As the iPhone and Android phones began increasing in popularity, it became very clear that people were moving towards full touch screens. However, Blackberry still kept its full keyboard despite the changing tides. Eventually the company came around and introduced a line of touch screen phones, but at this point it was already too late. Blackberry had also started losing its dominance in the business world as Apple and Samsung expanded their offerings to appeal to both enterprise customers and the average teenager.
This failure to envision a future outside of the business world is really what that did Blackberry in. One of the big advantages that Apple and Google had was in their respective iOS and Android operating systems. This software push not only focused on improving the user experience, but it also focused on making the devices more than just communication tools by putting an emphasis on personal content like music, movies, and the ability to surf the web. Blackberry’s software wasn’t nearly as popular, and despite the most recent update, Blackberry 10, earlier this year, there is still a lack of content compared to its competitors. This likely stems from the fact that Blackberry got into the app market a little too late and couldn’t convince enough developers to develop for their platform, likely due to their dwindling market share.

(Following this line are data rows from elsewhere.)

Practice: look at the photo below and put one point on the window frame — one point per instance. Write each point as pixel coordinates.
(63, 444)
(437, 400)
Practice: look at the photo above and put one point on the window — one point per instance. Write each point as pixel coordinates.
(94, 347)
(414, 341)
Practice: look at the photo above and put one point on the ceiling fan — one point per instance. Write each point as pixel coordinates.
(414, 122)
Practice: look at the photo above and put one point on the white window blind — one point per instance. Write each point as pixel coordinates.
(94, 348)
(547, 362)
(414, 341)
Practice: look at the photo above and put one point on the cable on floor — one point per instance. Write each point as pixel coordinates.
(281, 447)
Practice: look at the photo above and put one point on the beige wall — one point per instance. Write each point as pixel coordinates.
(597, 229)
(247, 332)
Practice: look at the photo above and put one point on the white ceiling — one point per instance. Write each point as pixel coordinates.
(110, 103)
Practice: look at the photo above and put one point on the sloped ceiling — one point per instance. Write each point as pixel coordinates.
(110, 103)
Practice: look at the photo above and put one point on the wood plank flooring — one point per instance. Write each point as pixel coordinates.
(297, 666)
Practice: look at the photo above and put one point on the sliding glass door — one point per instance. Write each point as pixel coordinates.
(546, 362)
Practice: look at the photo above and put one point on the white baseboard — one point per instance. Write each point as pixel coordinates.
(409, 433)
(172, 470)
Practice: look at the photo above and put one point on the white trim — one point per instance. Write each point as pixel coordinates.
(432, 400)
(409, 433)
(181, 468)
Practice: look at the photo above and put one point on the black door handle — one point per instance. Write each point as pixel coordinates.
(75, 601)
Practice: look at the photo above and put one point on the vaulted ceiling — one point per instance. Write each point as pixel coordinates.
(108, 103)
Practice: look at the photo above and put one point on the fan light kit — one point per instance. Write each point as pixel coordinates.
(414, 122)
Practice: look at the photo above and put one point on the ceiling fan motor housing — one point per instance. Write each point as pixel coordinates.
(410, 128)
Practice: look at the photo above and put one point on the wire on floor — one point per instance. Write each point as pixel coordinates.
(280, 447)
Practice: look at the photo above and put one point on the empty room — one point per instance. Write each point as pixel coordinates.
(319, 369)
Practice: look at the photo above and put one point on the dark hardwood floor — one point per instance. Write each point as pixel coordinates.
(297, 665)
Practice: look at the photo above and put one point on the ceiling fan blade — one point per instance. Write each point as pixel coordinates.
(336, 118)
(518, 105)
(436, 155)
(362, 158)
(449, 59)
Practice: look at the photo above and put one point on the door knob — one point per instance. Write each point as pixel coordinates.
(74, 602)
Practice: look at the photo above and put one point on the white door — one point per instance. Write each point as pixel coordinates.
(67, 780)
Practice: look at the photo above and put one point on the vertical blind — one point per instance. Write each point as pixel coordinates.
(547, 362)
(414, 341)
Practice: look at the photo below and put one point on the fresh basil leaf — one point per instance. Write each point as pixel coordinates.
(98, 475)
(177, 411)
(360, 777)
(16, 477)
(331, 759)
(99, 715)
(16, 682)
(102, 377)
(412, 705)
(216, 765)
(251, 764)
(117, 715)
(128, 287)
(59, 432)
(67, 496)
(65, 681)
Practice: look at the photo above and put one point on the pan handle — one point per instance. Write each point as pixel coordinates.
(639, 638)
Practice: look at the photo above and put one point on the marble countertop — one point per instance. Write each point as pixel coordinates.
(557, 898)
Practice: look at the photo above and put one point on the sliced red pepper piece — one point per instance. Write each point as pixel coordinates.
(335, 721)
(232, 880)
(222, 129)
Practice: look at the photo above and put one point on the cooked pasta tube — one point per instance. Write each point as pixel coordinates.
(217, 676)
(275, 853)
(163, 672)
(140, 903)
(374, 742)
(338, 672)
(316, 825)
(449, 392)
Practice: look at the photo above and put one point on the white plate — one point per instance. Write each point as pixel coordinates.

In the relatively short time I’ve had a cell phone, I personally have never owned a Blackberry device or even thought about purchasing one. While that may indicate bias, it also proves a point. I am one of the millions of consumers that has not been persuaded by Blackberry’s offerings and has turned to the greener pastures offered by the likes of Google, Samsung, and Apple. This has only become more evident with the recent downturn Blackberry has taken. Is Blackberry completely dead? Not quite yet, but with the way things are going, there really isn’t too much life left.